Diner delight: Where to score greasy goodness
We are sitting in the morning at the diner on the corner. We are waiting at the counter for the man to pour the coffee...
By Enrique Fernandez
Nothing beats a plate of greasy hashbrowns at two in the morning -- except a plate of greasy hasbrowns with a side of apple pie a la mode. We take a look at a which diners are worth wandering into, starving, in the middle of the night -- or anytime, for that matter.

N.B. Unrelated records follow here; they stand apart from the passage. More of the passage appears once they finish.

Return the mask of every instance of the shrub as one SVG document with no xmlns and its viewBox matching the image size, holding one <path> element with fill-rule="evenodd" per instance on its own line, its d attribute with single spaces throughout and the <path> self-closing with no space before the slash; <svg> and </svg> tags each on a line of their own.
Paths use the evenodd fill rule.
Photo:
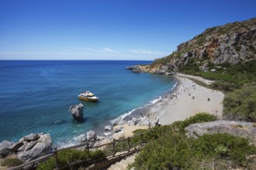
<svg viewBox="0 0 256 170">
<path fill-rule="evenodd" d="M 183 122 L 180 124 L 180 130 L 183 131 L 187 126 L 202 122 L 214 121 L 216 120 L 215 115 L 207 114 L 207 113 L 199 113 L 195 116 L 192 116 L 185 119 Z"/>
<path fill-rule="evenodd" d="M 93 152 L 90 152 L 89 158 L 88 158 L 88 153 L 86 151 L 78 151 L 75 149 L 64 150 L 58 152 L 57 154 L 57 165 L 58 167 L 64 167 L 70 163 L 91 158 L 92 161 L 101 161 L 106 158 L 106 154 L 103 151 L 97 150 Z M 73 168 L 77 169 L 82 164 L 75 165 L 72 166 Z M 42 162 L 39 165 L 39 170 L 51 170 L 55 168 L 55 162 L 53 157 L 50 158 L 45 162 Z M 67 168 L 67 169 L 70 169 Z"/>
<path fill-rule="evenodd" d="M 227 169 L 247 168 L 250 155 L 256 148 L 247 139 L 227 134 L 205 134 L 198 139 L 186 138 L 171 131 L 151 141 L 139 153 L 135 169 Z M 230 162 L 230 165 L 227 165 Z"/>
<path fill-rule="evenodd" d="M 2 162 L 2 166 L 13 167 L 22 164 L 23 162 L 18 158 L 6 158 Z"/>
<path fill-rule="evenodd" d="M 227 119 L 256 122 L 256 85 L 244 86 L 227 94 L 223 103 Z"/>
</svg>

This is the real thing, even if it's ensconced in a mall parking lot. According to one of the waitresses, the most popular item was the Santa Fe chicken wrap. The pot roast was fork tender but quite salty, served in its gravy with deliberately lumpy mashed potatoes and steamed vegetables. A biscuit was a welcome if dry addition. Service was friendly, informed and overworked -- perhaps they take advantage of the full bar post-shift.

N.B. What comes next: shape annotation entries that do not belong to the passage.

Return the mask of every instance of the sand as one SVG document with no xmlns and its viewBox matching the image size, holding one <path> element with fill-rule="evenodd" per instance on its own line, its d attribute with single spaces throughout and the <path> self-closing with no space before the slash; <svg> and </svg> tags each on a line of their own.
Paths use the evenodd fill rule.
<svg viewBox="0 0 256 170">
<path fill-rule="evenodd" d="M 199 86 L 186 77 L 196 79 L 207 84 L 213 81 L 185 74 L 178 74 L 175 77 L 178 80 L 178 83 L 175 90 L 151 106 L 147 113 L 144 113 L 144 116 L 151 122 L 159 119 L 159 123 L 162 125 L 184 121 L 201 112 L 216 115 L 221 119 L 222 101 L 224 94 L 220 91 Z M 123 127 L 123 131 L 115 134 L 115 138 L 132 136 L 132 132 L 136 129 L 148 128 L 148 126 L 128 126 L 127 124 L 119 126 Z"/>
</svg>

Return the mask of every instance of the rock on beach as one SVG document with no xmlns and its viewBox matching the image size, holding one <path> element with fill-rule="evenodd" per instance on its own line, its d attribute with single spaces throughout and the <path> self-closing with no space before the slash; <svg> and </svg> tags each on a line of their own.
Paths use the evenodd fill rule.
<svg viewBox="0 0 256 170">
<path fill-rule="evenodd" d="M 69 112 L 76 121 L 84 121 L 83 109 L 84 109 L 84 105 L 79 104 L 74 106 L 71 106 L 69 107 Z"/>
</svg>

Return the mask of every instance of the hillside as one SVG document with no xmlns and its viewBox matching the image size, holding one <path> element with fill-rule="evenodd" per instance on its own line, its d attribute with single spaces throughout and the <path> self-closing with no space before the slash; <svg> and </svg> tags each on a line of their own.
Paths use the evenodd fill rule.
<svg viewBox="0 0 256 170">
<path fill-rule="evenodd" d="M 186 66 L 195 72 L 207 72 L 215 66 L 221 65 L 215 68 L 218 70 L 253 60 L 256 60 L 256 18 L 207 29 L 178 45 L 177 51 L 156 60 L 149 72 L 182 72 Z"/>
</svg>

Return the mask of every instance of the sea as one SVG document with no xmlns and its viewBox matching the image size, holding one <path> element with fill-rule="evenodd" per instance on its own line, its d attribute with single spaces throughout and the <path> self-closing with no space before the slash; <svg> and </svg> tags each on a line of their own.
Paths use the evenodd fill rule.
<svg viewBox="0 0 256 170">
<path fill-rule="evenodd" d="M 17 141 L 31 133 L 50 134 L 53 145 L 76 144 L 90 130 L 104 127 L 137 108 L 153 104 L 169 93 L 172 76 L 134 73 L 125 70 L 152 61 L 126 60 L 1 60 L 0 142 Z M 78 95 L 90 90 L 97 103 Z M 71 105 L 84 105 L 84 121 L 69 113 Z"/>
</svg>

Kendall Village Diner, 8695 SW 124th Ave., Miami; 305-595-4444; $8.50-$15.95. 11 a.m.-3 a.m.; Mon-Thurs, 7 a.m.-4 a.m. Fri-Sun; free parking.
Tucked in a corner building on Northeast Second Avenue, the 70-year-old S&S has been well-served by the newfound trendiness of nearby Midtown and Edgewater. The place can command a waiting list during peak hours. The food is basic to the core. Hamburgers looked freshly made, thick and hand-shaped. Roast pork
was a generous serving of slices in gravy. Mac and cheese was pure baby food for grown ups (no al dente here) and dangerously addictive. A London broil ordered medium-rare came out well done, to a crisp, in fact, but the flavor was good nonetheless. Unlike other diners we visited, S&S serves real chocolate cake and real apple pie -- made for them, not by them.
S&S Diner, 1757 NE Second Ave, Miami; 305-373-4291; $5.95-$9.95. 5 a.m.-5 p.m. Mon-Fri, 5:30 a.m.-2 p.m. Sat-Sun; cash only; free parking.
On the weekend, breakfast is the meal of choice throughout the day here for Biscayne Corridor regulars. Once known as a Bee Gees hangout, it has not lost its bohemian bonhomie and is a great place for people-watching. An order of eggs came with a big link of juicy, grilled country sausage. One can have home fries, grits or sliced tomatoes -- remarkably good ones, which is a surprise at a diner. There's a full menu of standards like roast turkey -- home-roasted, an old sign assures us -- as well as Miami favorites like palomilla steak. The place is jumping, and sometimes there's a wait for a booth, but service is quick and efficient -- precisely what one wants at a diner.
Jimmy's Eastside Diner, 7201 Biscayne Blvd. Miami; 305-754-3692; breakfast $3.95-$8.95, entrees $4.95-$12.95; 6:30 a.m.-4 p.m. daily; free parking.
11th STREET DINER
Breakfast is also a favorite at this silver-clad classic, but this being South Beach, it may be consumed any time of day and night. With a Bloody Mary. (There's a full bar.) The steak that comes with the steak and eggs is a small, juicy strip. You can also have your eggs with country-fried steak, or, for true Southern excess, biscuits and gravy. The menu reports a critic called their Southern-fried chicken the best in town, and it does stand up. The nicely seasoned crust is thin and crispy; inside the meat is tender and moist. This being Miami-Dade, traditional Southern sides like mac and cheese are listed next to beans and rice -- very good frijoles negros, as it turned out.
(I admit to having felt great skepticism about a SoBe diner I had passed countless times and
dismissed as a gimmick. I was wrong. This is the best diner food I've had in South Florida.)
11th Street Diner, 1065 Washington Ave., Miami Beach; 305-534-6373; entrees $8.95-$16.95; 7:30 a.m.-2:30 p.m. and 5 p.m.-midnight Mon-Thurs, 7:30 a.m. Fri-2:30 p.m. Sun, 5 p.m.-midnight Sun; street parking.